National park in Poland

Biebrza National Park (Biebrzański Park Narodowy) is a national park in Podlaskie Voivodeship, northeastern Poland, along the Biebrza River.

The largest of Poland's 23 national parks, the Biebrza National Park was created on 9 September 1993. Its total area is 592.23 km2, of which forests cover 155.47 km^{2}, fields and meadows are spread over 181.82 km^{2} and marshes with an area of 254.94 km^{2}.

==Biebrza Marshes==

The Biebrza Marshes are the most valuable part of the park. Biebrza National Park protects vast and relatively untouched fenlands with a unique variety of several communities of plants, rare wetland birds, and mammals such as elk and beaver. The Biebrza wetlands as well as the Narew River valleys are very important centres for birds' nesting, feeding and resting. In 1995 the park was designated as a wetland site of worldwide significance and is under the protection of the Ramsar Convention.

==Red Marshes==

The most important part of the park is Red Marsh (Rezerwat przyrody Czerwone Bagno), which is under strict protection.

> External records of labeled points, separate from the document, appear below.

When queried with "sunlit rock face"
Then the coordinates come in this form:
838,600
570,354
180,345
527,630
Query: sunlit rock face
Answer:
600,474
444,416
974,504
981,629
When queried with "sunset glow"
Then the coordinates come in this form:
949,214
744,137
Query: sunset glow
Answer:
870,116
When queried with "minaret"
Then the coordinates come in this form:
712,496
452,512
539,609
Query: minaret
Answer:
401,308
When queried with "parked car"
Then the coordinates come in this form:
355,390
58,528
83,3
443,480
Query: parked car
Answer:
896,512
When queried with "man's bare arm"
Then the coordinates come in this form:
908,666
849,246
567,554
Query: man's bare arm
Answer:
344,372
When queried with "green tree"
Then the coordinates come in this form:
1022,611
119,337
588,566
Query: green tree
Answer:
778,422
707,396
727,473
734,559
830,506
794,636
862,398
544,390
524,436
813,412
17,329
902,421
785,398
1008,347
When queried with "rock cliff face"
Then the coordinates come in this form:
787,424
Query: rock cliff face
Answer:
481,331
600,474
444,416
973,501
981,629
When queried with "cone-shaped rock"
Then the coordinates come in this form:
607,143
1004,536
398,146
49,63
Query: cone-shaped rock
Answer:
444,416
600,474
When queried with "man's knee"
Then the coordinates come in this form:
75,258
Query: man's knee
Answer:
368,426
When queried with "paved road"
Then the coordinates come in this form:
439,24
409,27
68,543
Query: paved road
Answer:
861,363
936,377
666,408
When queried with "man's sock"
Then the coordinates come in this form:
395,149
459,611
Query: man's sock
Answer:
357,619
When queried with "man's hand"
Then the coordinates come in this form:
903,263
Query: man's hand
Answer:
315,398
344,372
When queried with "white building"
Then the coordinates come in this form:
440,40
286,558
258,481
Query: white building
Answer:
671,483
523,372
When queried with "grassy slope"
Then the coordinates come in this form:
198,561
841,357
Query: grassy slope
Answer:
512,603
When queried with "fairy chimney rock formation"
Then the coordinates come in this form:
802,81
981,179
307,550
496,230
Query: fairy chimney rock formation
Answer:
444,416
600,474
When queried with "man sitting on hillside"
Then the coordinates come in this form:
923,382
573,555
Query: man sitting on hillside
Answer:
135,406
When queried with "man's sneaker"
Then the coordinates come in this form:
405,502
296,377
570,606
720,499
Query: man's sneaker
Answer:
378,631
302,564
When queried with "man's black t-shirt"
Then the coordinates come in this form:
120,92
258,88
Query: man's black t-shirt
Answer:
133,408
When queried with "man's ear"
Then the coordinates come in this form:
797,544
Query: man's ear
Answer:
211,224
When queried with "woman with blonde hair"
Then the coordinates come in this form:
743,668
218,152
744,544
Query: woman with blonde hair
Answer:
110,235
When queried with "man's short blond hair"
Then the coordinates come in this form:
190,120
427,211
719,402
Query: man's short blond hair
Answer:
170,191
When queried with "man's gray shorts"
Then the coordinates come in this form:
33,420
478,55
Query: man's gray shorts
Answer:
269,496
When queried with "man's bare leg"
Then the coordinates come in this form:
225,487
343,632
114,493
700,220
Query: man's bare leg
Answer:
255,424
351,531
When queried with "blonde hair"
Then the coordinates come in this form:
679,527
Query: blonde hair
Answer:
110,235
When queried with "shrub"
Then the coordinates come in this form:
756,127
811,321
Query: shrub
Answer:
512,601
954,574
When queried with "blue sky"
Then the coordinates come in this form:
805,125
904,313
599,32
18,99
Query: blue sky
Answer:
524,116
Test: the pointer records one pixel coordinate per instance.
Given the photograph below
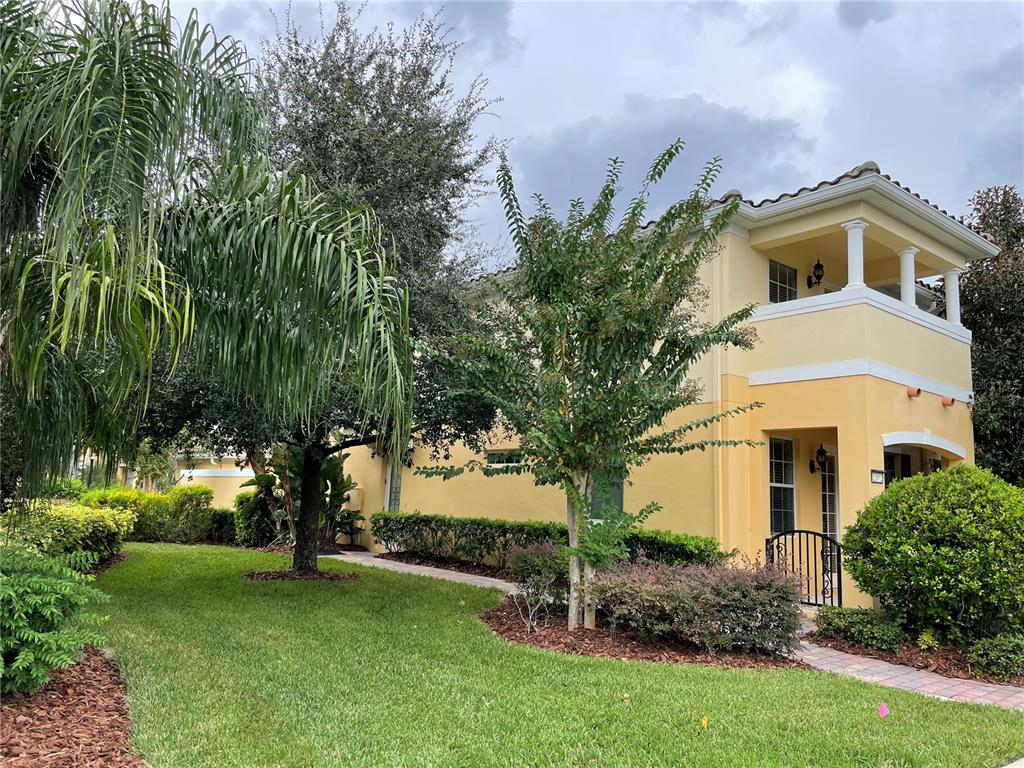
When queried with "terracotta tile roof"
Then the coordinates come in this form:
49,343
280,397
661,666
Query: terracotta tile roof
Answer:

The park's headquarters are located at no. 8 in the village of Osowiec-Twierdza, within the grounds of the historic Osowiec Fortress from the 19th century, near Goniądz.

== 2020 April fires ==
On 18 April 2020 a fire broke out that destroyed at least 6,000 hectares of grass and woodland. This fire was caused by illegal grass burning. While usually the fire would have been put out with the onset of the flooding of the grassland, this year's low water level meant that the fire kept on raging until it was finally declared under control on 26 April. It has been the most devastating fire since 1992.